With all of the parts and components for our spacecraft ordered and on their way, we are currently going through rapid iterations of our design with a series of full scale builds. These engineering models help identify issues and challenges early, as well as test out how we can best assemble and integrate all of the different parts of the final build.
This progression from prototype to engineering model to flight model will be the main topic for us in the coming 12 months, as we bring everything together into one cohesive whole. The first flight models are starting to trickle in, allowing us to increase the fidelity of our qualification tests in the coming months.
Our testing facilities ensure that we can run almost all of our components testing in house, with the integrated full spacecraft test as the only one that we may outsource.
Apophis - God of Chaos

When we talk about near-Earth asteroids, we're talking about everything that co-orbits the Earth in a tight band around where we are, but with a distance to us that typically ranges in the millions to tens of millions of kilometers. Those distances vary massively over time due to the orbital dynamics of the bodies involved, like with asteroid Apophis which is set for a very close approach in 2029.
Named after the God of Chaos, Apophis is a 450 by 170m asteroid that will pass the Earth in a close fly-by that looks to be close enough to see with the naked eye. The ring of satellites that operate in geostationary orbit are orbiting Earth at a distance of 35,786 km, Apophis is expected to pass by underneath that orbit at a distance of 32,000 km. To be clear, Apophis will not hit Earth and will be flying by on its own orbit around the sun until it comes back for a closer fly-by in the mid 2030s.
Although that physical proximity sounds tempting, mission design shows that actually getting to Apophis during its close approach (not just snapping a speeding ticket but a rendezvous that would allow for interaction) will take a massive amount of energy due to the velocities involved.
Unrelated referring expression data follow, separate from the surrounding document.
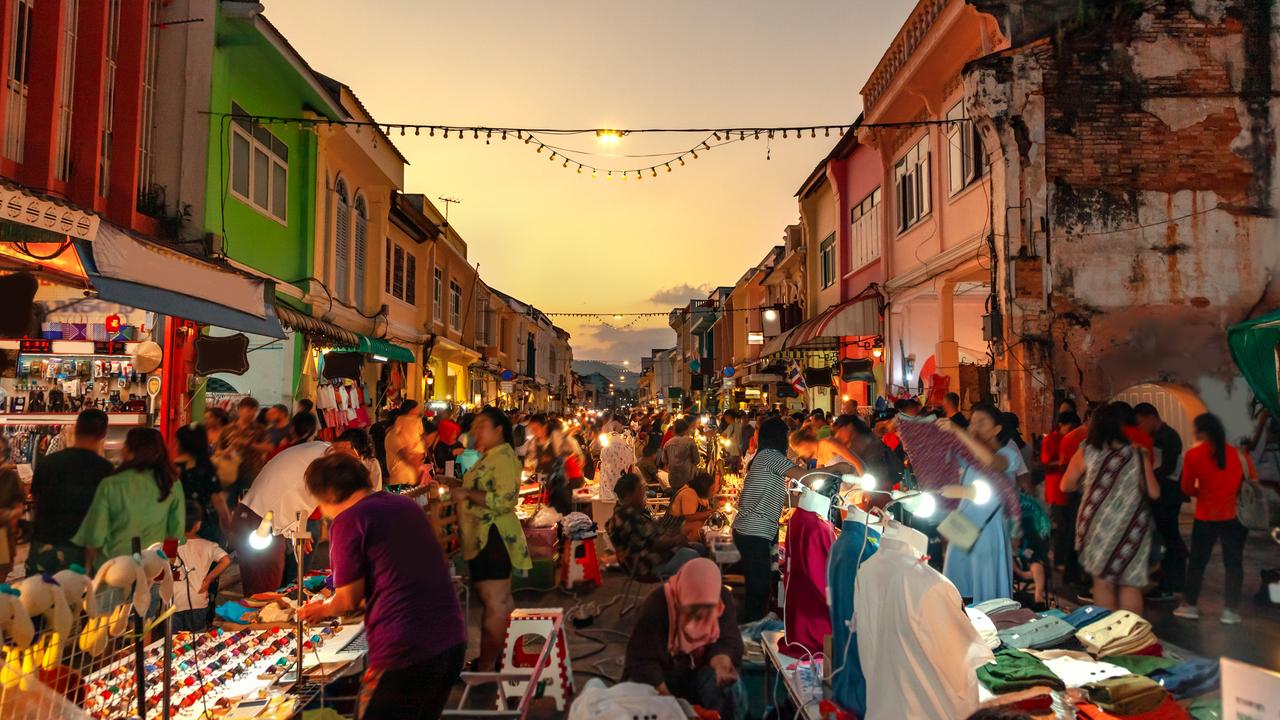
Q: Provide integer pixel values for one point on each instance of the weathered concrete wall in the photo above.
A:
(1139, 141)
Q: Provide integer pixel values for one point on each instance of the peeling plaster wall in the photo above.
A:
(1143, 136)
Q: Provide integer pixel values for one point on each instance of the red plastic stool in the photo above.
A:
(580, 565)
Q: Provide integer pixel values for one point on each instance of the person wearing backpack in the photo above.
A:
(1212, 473)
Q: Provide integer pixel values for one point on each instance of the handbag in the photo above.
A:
(1251, 505)
(960, 531)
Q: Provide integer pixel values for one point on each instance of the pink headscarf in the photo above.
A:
(698, 582)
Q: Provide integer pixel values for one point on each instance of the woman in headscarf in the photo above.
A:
(686, 642)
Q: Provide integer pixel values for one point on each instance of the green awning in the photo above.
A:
(384, 349)
(1253, 346)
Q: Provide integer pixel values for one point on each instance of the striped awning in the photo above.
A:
(306, 324)
(853, 318)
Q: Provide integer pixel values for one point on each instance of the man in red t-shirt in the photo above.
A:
(1064, 516)
(1059, 504)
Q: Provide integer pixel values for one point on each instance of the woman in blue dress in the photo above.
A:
(986, 570)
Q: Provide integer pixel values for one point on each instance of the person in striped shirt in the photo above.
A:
(755, 528)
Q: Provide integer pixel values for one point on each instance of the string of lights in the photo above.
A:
(576, 159)
(663, 313)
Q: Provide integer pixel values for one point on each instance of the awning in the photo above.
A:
(146, 296)
(384, 349)
(853, 318)
(300, 322)
(124, 258)
(1253, 347)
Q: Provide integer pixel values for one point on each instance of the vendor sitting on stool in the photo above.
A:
(645, 546)
(686, 642)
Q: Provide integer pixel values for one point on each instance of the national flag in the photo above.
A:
(795, 376)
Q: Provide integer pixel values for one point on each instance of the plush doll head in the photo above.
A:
(78, 589)
(14, 621)
(156, 565)
(42, 597)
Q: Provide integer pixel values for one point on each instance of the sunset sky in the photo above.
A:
(560, 240)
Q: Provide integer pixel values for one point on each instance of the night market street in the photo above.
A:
(718, 360)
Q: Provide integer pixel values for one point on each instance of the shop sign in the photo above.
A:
(222, 354)
(35, 212)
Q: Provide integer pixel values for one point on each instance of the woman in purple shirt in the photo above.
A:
(384, 554)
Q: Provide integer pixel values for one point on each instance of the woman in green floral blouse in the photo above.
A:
(493, 541)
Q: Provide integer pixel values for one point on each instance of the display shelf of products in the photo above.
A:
(119, 419)
(215, 670)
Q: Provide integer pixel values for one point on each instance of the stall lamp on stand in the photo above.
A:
(297, 532)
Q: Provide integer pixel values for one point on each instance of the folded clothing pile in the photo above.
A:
(1191, 678)
(1119, 633)
(984, 627)
(1016, 670)
(577, 525)
(1040, 632)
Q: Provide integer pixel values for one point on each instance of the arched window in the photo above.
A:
(361, 250)
(341, 241)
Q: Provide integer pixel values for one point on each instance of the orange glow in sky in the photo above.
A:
(557, 238)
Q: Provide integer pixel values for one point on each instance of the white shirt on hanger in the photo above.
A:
(918, 648)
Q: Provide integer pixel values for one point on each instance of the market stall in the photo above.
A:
(104, 647)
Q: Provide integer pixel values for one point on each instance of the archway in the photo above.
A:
(1178, 405)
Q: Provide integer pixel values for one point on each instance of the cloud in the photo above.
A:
(680, 294)
(598, 342)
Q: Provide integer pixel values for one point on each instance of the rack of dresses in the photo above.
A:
(341, 404)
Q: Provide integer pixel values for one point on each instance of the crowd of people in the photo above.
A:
(1098, 499)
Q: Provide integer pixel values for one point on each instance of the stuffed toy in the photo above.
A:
(17, 633)
(42, 597)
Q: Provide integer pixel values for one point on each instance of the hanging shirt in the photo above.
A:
(917, 646)
(809, 540)
(856, 542)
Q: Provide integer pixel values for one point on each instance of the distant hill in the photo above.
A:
(620, 374)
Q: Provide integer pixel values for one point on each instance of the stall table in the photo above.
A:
(781, 662)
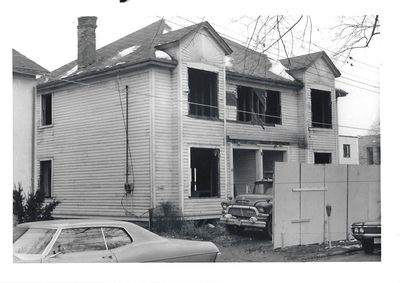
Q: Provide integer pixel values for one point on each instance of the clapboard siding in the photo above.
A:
(319, 76)
(200, 51)
(87, 146)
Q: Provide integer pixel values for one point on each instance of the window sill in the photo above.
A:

Looking at that specific timeframe, there are several dozen asteroids that are much farther away physically that are a lot easier to reach from an energy perspective. And Apophis is an S-type asteroid, which will be dry as a bone compared to the C-type asteroids that we target.
2025 TF

Similar to Apophis, the less dramatically named asteroid 2025 TF recently did a very close fly-by. Its closest approach was over Antartica, with an estimated altitude of about 430 km before it headed out on its way. With a diameter of just a couple of meters, it was only discovered several hours after it had already past on its way back into deep space.
Although it is unclear if this is the case with 2025 TF, Earth is known to have several of these small meter-sized asteroids not just co-orbiting but actually orbiting Earth as a mini-moon at any given point. These tiny objects are captured by our gravity well and can spend months or even years orbiting us, before either burning up in the atmosphere or heading back out again.
Detection remains an issue with how small and dark these objects are, but this mechanism where our gravity well functions like a giant vacuum that captures these objects naturally is fascinating and something we may very well look at for future missions.
Asteroids are awesome!
High Frontier Mission Update
Our primary mission objective for mission 1 is:
To rendezvous with an uncharacterized near-Earth Asteroid and showcase capturing regolith at kilogram scale, minimizing mission duration and cost.
We're launching in ~15 months on Transporter 19.